As long as the temps are swinging enough to cause that much condensation, you will still have the same problem even with more beads. Does the cooler run constantly or almost when the timer turns it on? If it is, then it's probably still pulling the moisture from the beads faster than they can re-absorb it, thus the puddling of water. I'm using twice the recommended amount of beads and I didn't get rid of the same problem until I made sure the temp stayed above 65 or so. For now, that means it just gets left unplugged. Fortunately my temp doesn't get any higher than about 71. If your timer can do it, try setting it to run 5 min. on and 10 min. off. The shorter cycle time and different on/off cycle time _should_ make a difference.


----------



## Herf N Turf (Dec 31, 2008)

Stop the presses! You will never get steady rH until you do two things:

1) Double your beads.
2) Get a Johnson Controller!










I used to use one of these back in my beer brewing days. They've been around forever and are tried and true! Many controller do not come pre-wired, so you need to have an electrician card to install them. The Johnson is wired and all you do is plug the fridge into the controller and the controller into the wall. Run the sensor in through the drain hole and you're set! The contoller cuts the power to the fridge when the desired temp is exceeded and reinstates it when it drops below. They're outrageously reliable and accurate.
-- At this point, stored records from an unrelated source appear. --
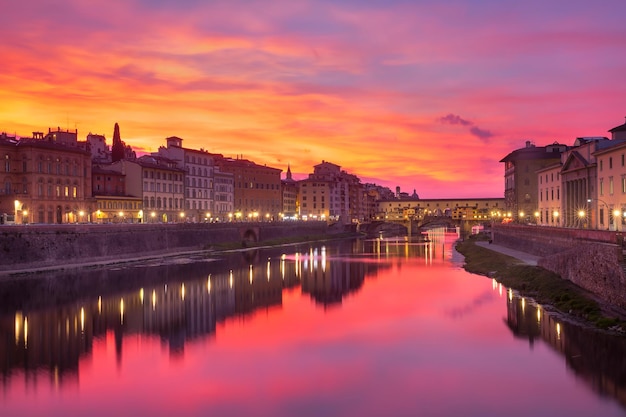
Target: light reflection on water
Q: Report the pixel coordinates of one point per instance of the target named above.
(367, 328)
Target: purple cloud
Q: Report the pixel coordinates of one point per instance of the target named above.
(482, 134)
(453, 119)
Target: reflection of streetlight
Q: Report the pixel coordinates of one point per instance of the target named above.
(17, 205)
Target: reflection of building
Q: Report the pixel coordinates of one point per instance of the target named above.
(597, 358)
(42, 335)
(328, 282)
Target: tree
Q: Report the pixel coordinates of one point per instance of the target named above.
(117, 149)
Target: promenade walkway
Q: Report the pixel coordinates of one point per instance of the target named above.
(527, 258)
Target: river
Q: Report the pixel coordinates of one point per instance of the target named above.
(351, 328)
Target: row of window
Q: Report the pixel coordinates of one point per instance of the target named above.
(258, 186)
(167, 188)
(601, 162)
(550, 193)
(119, 205)
(162, 175)
(166, 203)
(611, 190)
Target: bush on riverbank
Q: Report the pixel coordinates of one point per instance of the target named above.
(532, 281)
$58.99 is a good price, since I see these mostly around $75.


----------



## pakrat (Feb 10, 2008)

Herf N Turf said:


> Stop the presses! You will never get steady rH until you do two things:
> 
> 1) Double your beads.
> 2) Get a Johnson Controller!


He could probably get by with the beads he has, but double can't hurt. As I mentioned in my earlier post, an external temp controller is needed first. If he has the space (I don't) to use a stacked plug like the Johnson, being pre-wired it would be the logical choice over the one I listed.


----------



## cubanrob19 (Jun 15, 2010)

Yea, I'm gonna order more beads and then puck up one of those temp controllers ... Thanks for all the info guys!!!


----------



## Hawnted (Oct 20, 2009)

Herf N Turf said:


> Stop the presses! You will never get steady rH until you do two things:
> 
> 1) Double your beads.
> 
> ...


This one has a 3.5 degree differential. Is that OK? or is it better to go for one of the models with a 1 degree differential? How about features like the delay that this unit lacks over the A419? Are those needed?


----------



## pakrat (Feb 10, 2008)

Hawnted said:


> This one has a 3.5 degree differential. Is that OK? or is it better to go for one of the models with a 1 degree differential? How about features like the delay that this unit lacks over the A419? Are those needed?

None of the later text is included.